Nous avons aussi un peu parlé politique, notre souverain fait peur à nos voisins Suisses c'est indéniable. Mais chez eux aussi cela ne sent pas toujours très bon, à preuve la dernière campagne d'affichage mouton blanc, mouton noir.
La journée finissant, nous avons repris la voiture et sommes retournés, sans encombre, de l'autre côté du Lac.

samedi 22 septembre 2007

Chez SpyciNico on peut voir les armoires beauté de pleins de garçons et de quelques filles dont la mienne.
Dès que j'ai découvert les blogs, j'adorais tomber sur ce style de concours. Il y a eu celui dernièrement des photos de bureau, plus vieux celui des réfrigérateurs, chez Ron ce qu'on voyait de nos fenêtres...
Donc après la vue fantastique de ma fenêtre, j'ai pris en photo mon armoire de la salle de bain.

Bon ce week-end faut que j'm'occupe du spot, sans doute un fil qui s'est fait la malle !

vendredi 21 septembre 2007

Petites impressions du soir...

- Je n'ai plus aucun doute, Photoshop a été sacrément mis à contribution pour le "fameux" calendrier des rugbymen français.
- Les rugbymen français passent presqu'autant de temps couchés par terre "blessés grièvement" par les vilains irlandais que les footballeurs italiens !
- Les deux commentateurs TF1 sont pénibles mais pénibles (y-a-t-il une autre chaîne qui transmet les matchs ? parce que là je crois que j'ai atteint le sommet de saturation niveau commentaires crétins).
- Enfin, Bernard Laporte a toujours une tête de noeud.Je préfère nettement l'escrime et au moins je comprends tout !

jeudi 20 septembre 2007

...

Nous étions cinq enfants, il était l'aîné. Il jouait merveilleusement du hautbois.
Il restera l'éternel rêveur, mort il y a 24 ans à l'aurore naissante.

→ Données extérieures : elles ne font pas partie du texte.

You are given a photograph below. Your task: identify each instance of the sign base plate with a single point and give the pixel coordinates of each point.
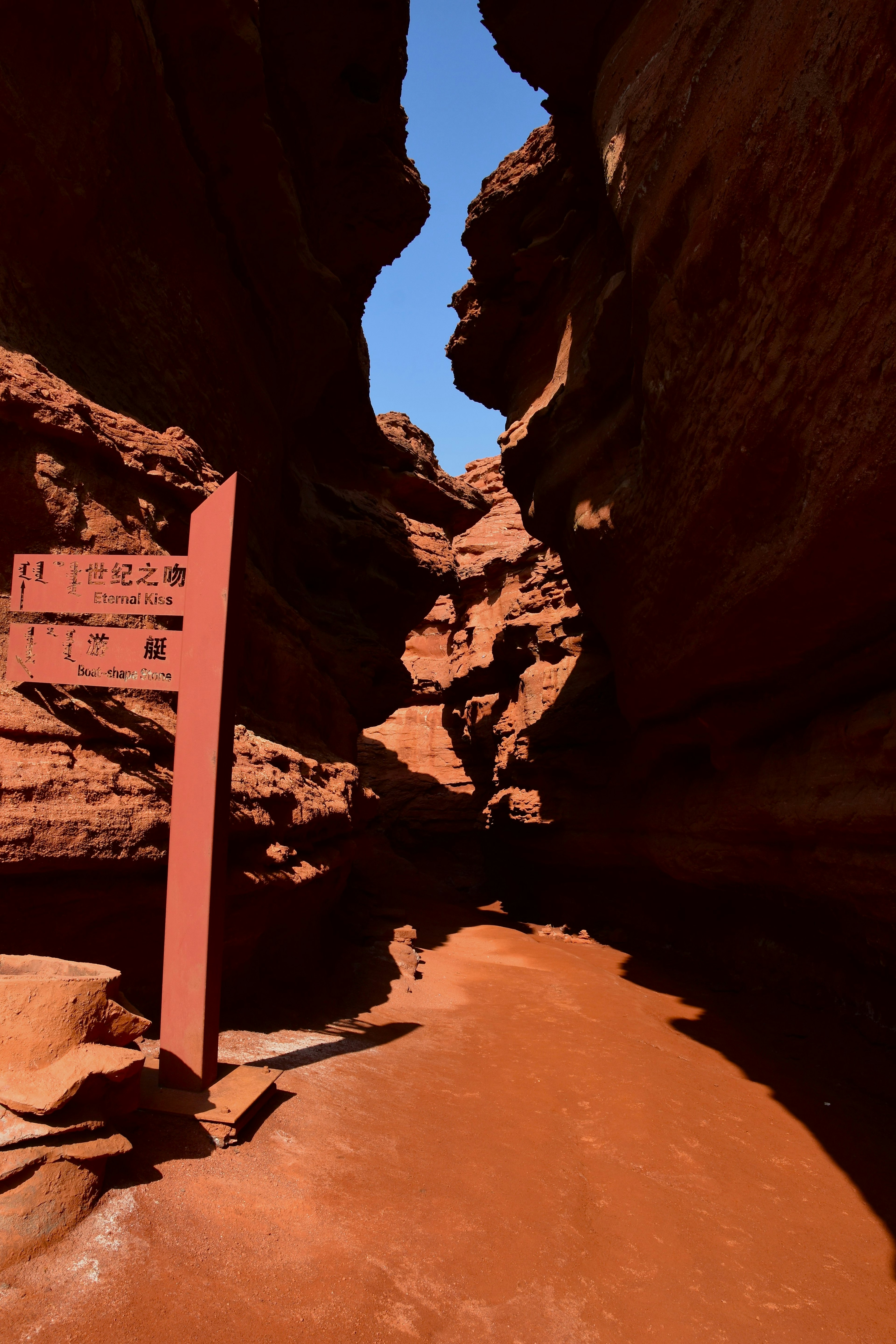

mercredi 19 septembre 2007

savoir-vivre


ce matin...

Savoir profiter de l'instant et optimiser l'espace !
photo cahier décembre 1964
Si je devais emporter un seul livre sur une île déserte, je me demande si je ne choisirais pas un très bon dictionnaire, je vis entourée de dictionnaires.
Depuis toute petite j'essaye d'apprivoiser l'orthographe, ou plus exactement la grammaire. Je me souviens de l'instant où la maîtresse disait "ouvrez vos cahiers, nous allons faire une dictée". Mes mains devenaient moites, mon cerveau se vidait de tout ce que j'avais appris, et en penchant la tête je priais que cela se passe le plus rapidement possible. Ensuite il y aurait le cahier à faire signer, le silence lourd et résigné de mon père suivi de cette légèreté d'avoir survécu jusqu'à la fois suivante.
Cela ne m'a pas éloigné du plaisir d'écrire, j'écrivais dans des cahiers, j'écrivais des lettres, même à ceux qui venaient de mourir et à qui je confiais mes peines, mes espoirs, et je déposais sur les armoires des enveloppes, persuadée qu'elles seraient lues par ceux de là-haut. Plus tard je passais des heures à créer des journaux inspirés de ceux que j'achetais en cachette -mademoiselle âge tendre, salut les copains- Il y avait la rubrique "courrier du coeur" bien sûr, et les pages mode qui me permettait de dessiner de sylphides jeunes filles qui avaient toutes le profil des "parisiennes" de Jacques Faisant.
Vers treize ans j'ai ouvert mon premier journal intime où je consignais au départ tout ce que je mangeais dans l'espoir d'arriver ainsi à maîtriser ce poids qui me persécutait, mais qui devint très vite le confident à qui je racontais mes multiples coups de foudre invariablement le seul l'unique et l'éternel.
Je grandissais, mon orthographe défaillante ne m'abandonnant pas. A vrai dire, les règles de grammaire étaient pour moi, incompréhensibles.
En 1988 je trouvais un emploi de secrétaire dans une boîte qui démarrait. Je devais répondre au téléphone, accueillir les clients et peut être de temps en temps taper un courrier. J'étais ravie, je sortais de ces petits boulots qui faisaient mon quotidien. Assez vite je dû rédiger des courriers, et là revint mon angoisse des fautes inévitables. Je me débattais vaille que vaille. Un jour, un des associés très gentiment m'expliqua la règle des accords avec le verbe être et le verbe avoir. Son explication lumineuse me fit découvrir que la grammaire n'était pas quelque chose de totalement illogique. Si l'on "était", on accordait, si l'on "avait" on n'accordait pas ! Bien évidemment il y avait des exceptions, mais tout à coup une porte si hermétiquement fermée jusque là, s'entrouvrait. Et je me rappelle le vrai bonheur que j'ai éprouvé ce jour là.
Cela fait maintenant près de 20 ans que je suis secrétaire, que j'écris des lettres et rédige des tas de rapports, lettres de mission et autres. Mon orthographe n'est de loin pas parfaite, mais malgré tout je sais maintenant écrire "bon anniversaire" et non pas "bonne...", que cauchemar n'a pas de "d" à la fin, que parmi n'a pas de "s" ... Chaque jour j'apprends, mais lorsqu'en relisant des billets écris sur ce blog, je découvre encore des fautes.... pffff je n'ai pas fini d'apprendre.

lundi 17 septembre 2007

En passant à l'instant devant les grilles...
Sans doute n'est ce qu'éphémère le temps d'une exposition, je parle de la couleur de l'eau, parce qu'hélas cette horrible petite fontaine est à demeure dans ce parc.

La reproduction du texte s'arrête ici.